American acceptance of a political reconciliation with the Taliban mirrors recently held peace talks between the pro-American Karzai government in Kabul and the Taliban held in Saudi Arabia, under the sponsorship of the Saudi Islamist monarchy.

The problem facing American foreign policy in Afghanistan vis-à-vis the Taliban is that for seven years Americans have fought a bloody war with a simple stated goal: the ultimate destruction of the Taliban.  This ‘unconditional surrender’ doctrine will have to be abandoned if a peace deal with the Taliban is “conceivable”.

The next president of the United States will inherit the daunting task of convincing the American public that despite seven years of linking the Taliban with al-Qaeda, with (erroneously) 9/11, and the deaths of hundreds of American military personnel.  Yet, such an abrupt sea change is not unprecedented in American geopolitical rhetoric.  In Iraq, after years of claiming the Sunni insurgents were Baathist fanatical ‘dead-enders’ with American blood on their hands, those same “illegal” combatants are now American allies.

Nonetheless, convincing the American public that it is morally justified to sit across from the table with the Taliban and shake hands on a peace deal is another story.  Perhaps not since the Nazis has any specific group been so demonized by the United States than the Taliban.  No doubt the first step in any such process of un-demonizing the Taliban will be to retract the lie proliferated by both American political parties of the alleged Taliban responsibility for 9/11.  Americans will simply have to be told the truth that the Taliban are a local Afghani group that allied itself with al-Qaeda for operational purposes in defending against the American led fall 2001 invasion, but does not necessarily share al-Qaeda’s internationalist agenda.

Interestingly, the Taliban have indicated their willingness to severe ties with al-Qaeda as part of a peace deal, an absolute must if American support for a peace deal is to be realized.

There is little doubt now that peace talks with the Taliban will soon commence.

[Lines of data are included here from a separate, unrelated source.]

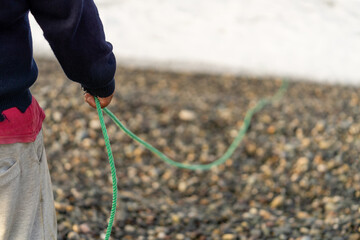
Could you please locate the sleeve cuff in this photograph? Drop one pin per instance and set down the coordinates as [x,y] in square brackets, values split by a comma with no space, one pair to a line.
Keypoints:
[102,92]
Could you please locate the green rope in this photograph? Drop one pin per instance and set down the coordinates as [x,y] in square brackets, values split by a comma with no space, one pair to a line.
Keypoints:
[242,131]
[112,167]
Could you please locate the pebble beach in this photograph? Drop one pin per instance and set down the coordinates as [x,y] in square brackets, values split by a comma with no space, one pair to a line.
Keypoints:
[296,175]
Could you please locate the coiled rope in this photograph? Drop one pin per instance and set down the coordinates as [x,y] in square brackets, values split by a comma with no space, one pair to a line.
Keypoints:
[242,131]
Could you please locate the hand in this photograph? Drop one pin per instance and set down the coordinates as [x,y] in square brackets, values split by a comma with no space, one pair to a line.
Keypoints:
[104,102]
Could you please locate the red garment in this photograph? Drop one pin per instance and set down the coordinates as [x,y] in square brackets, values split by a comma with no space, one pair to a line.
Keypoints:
[21,127]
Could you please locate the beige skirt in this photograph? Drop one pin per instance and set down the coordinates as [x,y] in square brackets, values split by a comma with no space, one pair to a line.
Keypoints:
[26,199]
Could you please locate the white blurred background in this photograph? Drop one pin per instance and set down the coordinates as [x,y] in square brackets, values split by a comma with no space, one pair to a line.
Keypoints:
[309,39]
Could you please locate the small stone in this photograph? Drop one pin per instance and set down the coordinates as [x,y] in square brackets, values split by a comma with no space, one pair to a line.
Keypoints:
[179,236]
[187,115]
[271,130]
[182,186]
[277,201]
[57,116]
[302,215]
[306,238]
[129,228]
[73,236]
[228,236]
[354,236]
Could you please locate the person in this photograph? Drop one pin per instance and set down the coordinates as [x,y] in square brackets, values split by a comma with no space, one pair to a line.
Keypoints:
[75,33]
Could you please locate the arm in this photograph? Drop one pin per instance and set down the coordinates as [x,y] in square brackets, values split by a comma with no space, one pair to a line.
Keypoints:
[75,33]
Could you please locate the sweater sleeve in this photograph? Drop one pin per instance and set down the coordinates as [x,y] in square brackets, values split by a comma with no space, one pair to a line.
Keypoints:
[75,33]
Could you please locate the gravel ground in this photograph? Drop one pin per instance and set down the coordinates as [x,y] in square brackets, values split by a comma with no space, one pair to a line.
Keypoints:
[295,176]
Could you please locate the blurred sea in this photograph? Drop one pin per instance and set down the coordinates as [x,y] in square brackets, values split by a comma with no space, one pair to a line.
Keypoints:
[308,39]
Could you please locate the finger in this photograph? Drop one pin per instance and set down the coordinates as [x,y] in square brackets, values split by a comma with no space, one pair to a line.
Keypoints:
[90,100]
[104,102]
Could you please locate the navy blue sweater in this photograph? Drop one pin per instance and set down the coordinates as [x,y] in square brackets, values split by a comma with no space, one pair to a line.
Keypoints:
[75,33]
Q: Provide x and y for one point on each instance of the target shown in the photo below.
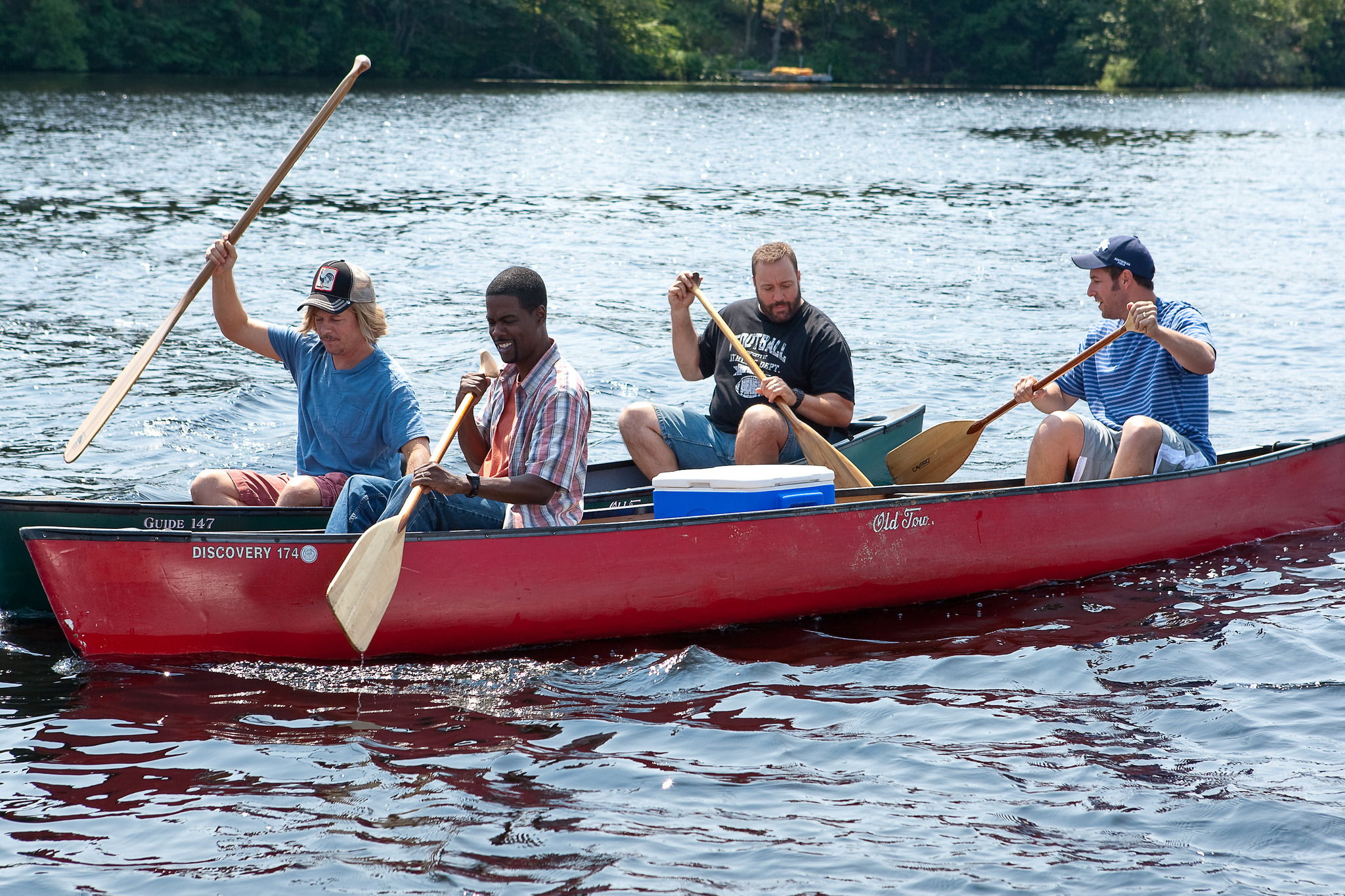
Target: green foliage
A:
(1114, 43)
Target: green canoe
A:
(612, 484)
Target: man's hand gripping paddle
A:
(365, 584)
(816, 449)
(940, 450)
(112, 398)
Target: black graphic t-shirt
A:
(807, 352)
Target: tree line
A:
(1113, 43)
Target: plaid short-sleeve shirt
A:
(550, 437)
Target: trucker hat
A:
(1119, 251)
(337, 285)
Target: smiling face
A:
(778, 289)
(341, 335)
(519, 335)
(1111, 296)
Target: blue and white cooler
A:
(736, 489)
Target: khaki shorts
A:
(1176, 453)
(263, 489)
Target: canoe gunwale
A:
(902, 496)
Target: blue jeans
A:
(698, 444)
(365, 500)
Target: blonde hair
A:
(772, 253)
(370, 317)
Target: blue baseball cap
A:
(1119, 251)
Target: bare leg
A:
(639, 426)
(1055, 449)
(762, 436)
(300, 490)
(215, 488)
(1141, 437)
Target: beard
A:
(787, 313)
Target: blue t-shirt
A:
(1137, 377)
(349, 421)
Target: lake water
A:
(1165, 730)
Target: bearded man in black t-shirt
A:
(801, 351)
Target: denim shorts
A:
(698, 444)
(1176, 453)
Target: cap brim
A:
(328, 304)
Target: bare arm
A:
(229, 309)
(686, 343)
(1044, 399)
(509, 489)
(416, 453)
(826, 409)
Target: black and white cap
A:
(337, 285)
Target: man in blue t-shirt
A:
(1147, 391)
(357, 410)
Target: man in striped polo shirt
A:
(1147, 391)
(527, 449)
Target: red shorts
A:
(260, 489)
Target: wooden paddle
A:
(940, 450)
(120, 386)
(816, 449)
(365, 584)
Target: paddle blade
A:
(933, 456)
(822, 453)
(365, 584)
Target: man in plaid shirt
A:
(529, 449)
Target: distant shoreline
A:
(385, 85)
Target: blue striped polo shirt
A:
(1137, 377)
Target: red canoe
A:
(139, 593)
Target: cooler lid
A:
(745, 479)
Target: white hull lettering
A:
(163, 523)
(215, 553)
(906, 519)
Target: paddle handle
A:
(413, 499)
(1060, 371)
(839, 464)
(747, 356)
(491, 370)
(121, 386)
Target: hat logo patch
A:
(326, 280)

The Taliban is a powerful local militia – the armed wing of the most populous ethnic group in Afghanistan, the Pashtuns.  Peace and security in Afghanistan is impossible without their cooperation.  The Taliban cannot be defeated militarily, as even American generals have now admitted.  After seven long years, longer than it took to defeat the Germans and Japanese in World War II combined, the Taliban are stronger than ever, and their power and influence continues to grow.

 

SUMMARY OF EVENTS: October 27 – November 3, 2008

NORTH AMERICA

United States

U.S. military helicopters launched an extremely rare attack Sunday on Syrian territory close to the border with Iraq, killing eight people in a strike the government in Damascus condemned as “serious aggression.”

An expected cut in US interest rates and moves to ease the impact of the financial crisis sparked a rare surge on global markets Tuesday, despite new warnings that the worst was yet to come.

The American International Group is rapidly running through $123 billion in emergency lending provided by the Federal Reserve, raising questions about how a company claiming to be solvent in September could have developed such a big hole by October. Some analysts say at least part of the shortfall must have been there all along, hidden by irregular accounting.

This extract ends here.